Archive for the 'functional programming' Category

Layout Language

February 8, 2009

To my surprise, I didn’t get any error messages any longer after I stopped using multithreading. All I had to do to fix it was catch all exceptions from the evaluation loop and call a function to print an error message when an exception was caught, but I didn’t realize that at first. Instead, I wasted many hours fighting with Chicken. I got tired and frustrated and didn’t get as much work done as I had hoped.

However, I did start hacking on a sublanguage for automatic layout of user interface components. The idea is that you should be able to specify a layout using a clean declarative language, much like HTML or Mozilla’s XUL. That way you don’t have to write as much code to arrange buttons and the like, and the specifications will be much more readable and easier to change than imperative code.

Here is an example of the kind of declaration I’m aiming to support:

(hbox (width: 100 %)
  (hbox (align: left) ship tiger stuka)
  (hbox (align: right) end-button exit-button))

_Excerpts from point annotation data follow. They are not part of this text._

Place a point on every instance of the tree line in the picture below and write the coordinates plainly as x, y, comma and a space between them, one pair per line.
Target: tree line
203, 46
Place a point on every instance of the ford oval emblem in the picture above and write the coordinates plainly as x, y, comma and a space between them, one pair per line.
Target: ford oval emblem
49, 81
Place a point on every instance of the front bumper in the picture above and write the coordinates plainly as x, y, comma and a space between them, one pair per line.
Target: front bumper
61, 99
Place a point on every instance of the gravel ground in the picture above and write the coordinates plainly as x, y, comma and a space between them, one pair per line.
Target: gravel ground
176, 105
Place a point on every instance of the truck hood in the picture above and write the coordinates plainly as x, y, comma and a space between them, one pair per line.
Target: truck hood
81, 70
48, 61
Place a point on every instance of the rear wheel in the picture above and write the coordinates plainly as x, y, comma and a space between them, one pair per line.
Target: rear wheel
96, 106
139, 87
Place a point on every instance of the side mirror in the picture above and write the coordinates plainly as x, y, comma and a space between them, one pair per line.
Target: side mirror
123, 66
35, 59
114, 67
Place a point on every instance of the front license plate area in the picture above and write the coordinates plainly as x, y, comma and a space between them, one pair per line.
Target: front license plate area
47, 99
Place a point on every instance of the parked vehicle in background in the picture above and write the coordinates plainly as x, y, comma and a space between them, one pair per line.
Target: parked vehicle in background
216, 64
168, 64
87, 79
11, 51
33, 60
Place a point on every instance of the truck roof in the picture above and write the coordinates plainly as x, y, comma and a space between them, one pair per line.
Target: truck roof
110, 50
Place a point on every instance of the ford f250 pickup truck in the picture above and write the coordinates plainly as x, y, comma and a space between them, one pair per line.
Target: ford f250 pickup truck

A hbox is a container that arranges its components horizontally, from left to right. In this case, there is a hbox that contains two other hboxes. One of them is left aligned and contains the components ship, tiger and stuka; And the other one is right aligned and contains end-button and exit-button. In other words, it means something like the following pseudo-HTML:


<hbox width="100%">
 <hbox align="left"> ship tiger stuka </hbox>
 <hbox align="right"> end-button exit-button </hbox>
</hbox>

Box nesting does not work yet, but alignment does. Automatic layout management actually appears to be quite easy to implement, at least if all you want is something HTML-like. You just make two passes over the tree–first, a bottom-up pass that calculates the size of all components, and then a top-down sweep that positions them.

After writing some code for arranging components horizontally I asked a friend of mine who is very proficient in functional languages if he knew a general way of expressing the iteration that could replace the ad-hoc code I had written. He came up with this neat piece of code and its brilliant name:

;; Return a list of results from applications of ‘termfun’ to the
;; elements of ’sequence’ and a carry.
;; ‘carryfn’ is used to calculate the next carry from the previous one
;; and the current element of the sequence.

(define (map/carry termfn carryfn carry sequence)
  (if (null? sequence)
    ’()
    (cons (termfn (car sequence) carry)
      (map/carry termfn carryfn
        (carryfn (car sequence) carry)
        (cdr sequence)))))

Using map/carry I could express a function for horizontal distribution of components without using any explicit iteration. Beautiful! Thanks, Tord. I considered many names for a similar iteration construct that remembered earlier results, but none of them was as succinct as “map/carry”.